AI Native Lang

RUNTIME CONTAINER GUIDE

Status: Design/docs only. This document does not change compiler or runtime semantics. It describes how to package and run AINL as a containerized runtime unit inside any orchestrator or sandbox controller.

Runtime Container Guide

Status: Design/docs only. This document does not change compiler or runtime semantics. It describes how to package and run AINL as a containerized runtime unit inside any orchestrator or sandbox controller.


1. Purpose

This guide explains how to deploy the AINL runtime as a generic, containerized execution unit that any orchestrator, sandbox controller, or managed platform can launch, configure, monitor, and stop.

It is framework-agnostic. The patterns described here work with any container orchestrator (Docker, Kubernetes, Podman, etc.) and any agent host (NemoClaw, OpenShell, custom orchestrators, CI/CD systems, etc.).


2. Two deployment modes

2.1 Runner service mode (HTTP API)

Run the AINL runtime as a persistent HTTP service that accepts workflow execution requests via REST.

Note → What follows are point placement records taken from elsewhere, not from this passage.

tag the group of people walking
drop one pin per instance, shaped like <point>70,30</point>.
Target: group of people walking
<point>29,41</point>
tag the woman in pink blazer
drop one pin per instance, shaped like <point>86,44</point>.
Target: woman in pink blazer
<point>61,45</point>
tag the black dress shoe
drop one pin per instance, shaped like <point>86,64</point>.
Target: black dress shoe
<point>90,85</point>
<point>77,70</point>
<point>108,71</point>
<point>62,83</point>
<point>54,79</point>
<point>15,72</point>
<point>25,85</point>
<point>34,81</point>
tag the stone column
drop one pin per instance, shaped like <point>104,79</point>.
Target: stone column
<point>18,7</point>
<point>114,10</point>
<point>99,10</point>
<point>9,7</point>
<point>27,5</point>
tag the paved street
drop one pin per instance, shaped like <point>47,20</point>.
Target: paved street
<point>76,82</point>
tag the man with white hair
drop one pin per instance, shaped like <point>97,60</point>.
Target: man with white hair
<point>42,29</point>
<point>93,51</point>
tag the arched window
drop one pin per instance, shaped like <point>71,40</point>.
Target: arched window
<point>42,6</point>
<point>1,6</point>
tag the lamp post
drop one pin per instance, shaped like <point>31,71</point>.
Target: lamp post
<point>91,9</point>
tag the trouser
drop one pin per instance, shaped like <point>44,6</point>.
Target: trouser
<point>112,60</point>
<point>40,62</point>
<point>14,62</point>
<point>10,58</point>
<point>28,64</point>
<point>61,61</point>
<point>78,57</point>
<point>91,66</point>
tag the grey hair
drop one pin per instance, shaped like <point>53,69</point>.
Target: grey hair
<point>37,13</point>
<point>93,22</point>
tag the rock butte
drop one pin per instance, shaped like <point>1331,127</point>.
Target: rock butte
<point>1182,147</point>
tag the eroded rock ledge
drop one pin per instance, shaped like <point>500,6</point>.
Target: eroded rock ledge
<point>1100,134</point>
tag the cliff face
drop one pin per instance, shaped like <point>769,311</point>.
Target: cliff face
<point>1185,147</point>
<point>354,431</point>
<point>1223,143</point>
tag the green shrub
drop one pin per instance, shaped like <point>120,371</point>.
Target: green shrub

  • Entrypoint: ainl-runner-service (or uvicorn scripts.runtime_runner_service:app)
  • Default port: 8770
  • Endpoints:
    • POST /run — compile and execute an AINL program (optional policy for pre-execution validation)
    • POST /enqueue — queue a program for background execution
    • GET /result/{id} — retrieve a queued job result
    • GET /capabilities — discover adapters, verbs, tiers, and runtime version
    • GET /health — liveness probe
    • GET /ready — readiness probe
    • GET /metrics — runtime metrics

This mode is best when:

  • the orchestrator sends workflows via HTTP,
  • multiple workflows may execute over the service's lifetime,
  • health/readiness monitoring is needed.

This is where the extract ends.